Background: Ductal carcinoma in situ (DCIS) is a non-invasive form of early breast cancer, with a poorly
understood natural history of invasive transformation. Necrosis is a well-recognized adverse prognostic feature of
DCIS, and non-invasive detection of its presence and spatial extent could provide information not obtainable by
biopsy. We describe here imaging of the distribution and extent of comedo-type necrosis in a model of human
DCIS using C2Am, an imaging agent that binds to the phosphatidylserine exposed by necrotic cells.
Methods: We used an established xenograft model of human DCIS that mimics the histopathological features of
the disease.

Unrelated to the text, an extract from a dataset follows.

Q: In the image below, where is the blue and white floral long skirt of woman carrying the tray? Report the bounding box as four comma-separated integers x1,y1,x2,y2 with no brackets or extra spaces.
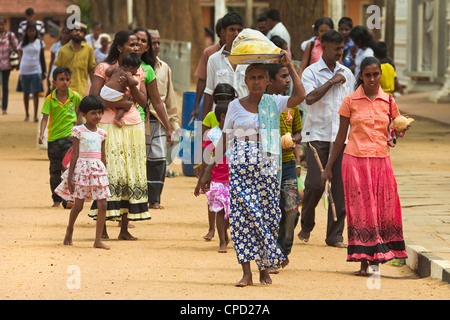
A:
229,140,285,270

Planar near-infrared and optoacoustic imaging, using fluorescently labeled C2Am, were used to image
non-invasively the presence and extent of lesion necrosis.

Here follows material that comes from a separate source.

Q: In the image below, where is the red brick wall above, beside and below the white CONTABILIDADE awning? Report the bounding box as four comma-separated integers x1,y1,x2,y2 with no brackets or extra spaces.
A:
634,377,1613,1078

Results: C2Am showed specific and sensitive binding to necrotic areas in DCIS tissue, detectable both in vivo and
ex vivo. The imaging signal generated in vivo using near-infrared (NIR) fluorescence imaging was up to 6-fold
higher in DCIS lesions than in surrounding fat pad or skin tissue. There was a correlation between the C2Am NIR
fluorescence (Pearson R = 0.783, P = 0.0125) and optoacoustic signals (R > 0.875, P < 0.022) in the DCIS lesions in vivo and the corresponding levels of cell death detected histologically. Conclusions: C2Am is a targeted multi-modal imaging agent that could complement current anatomical imaging methods for detecting DCIS. Imaging the presence and spatial extent of necrosis may give better prognostic information than that obtained by biopsy alone.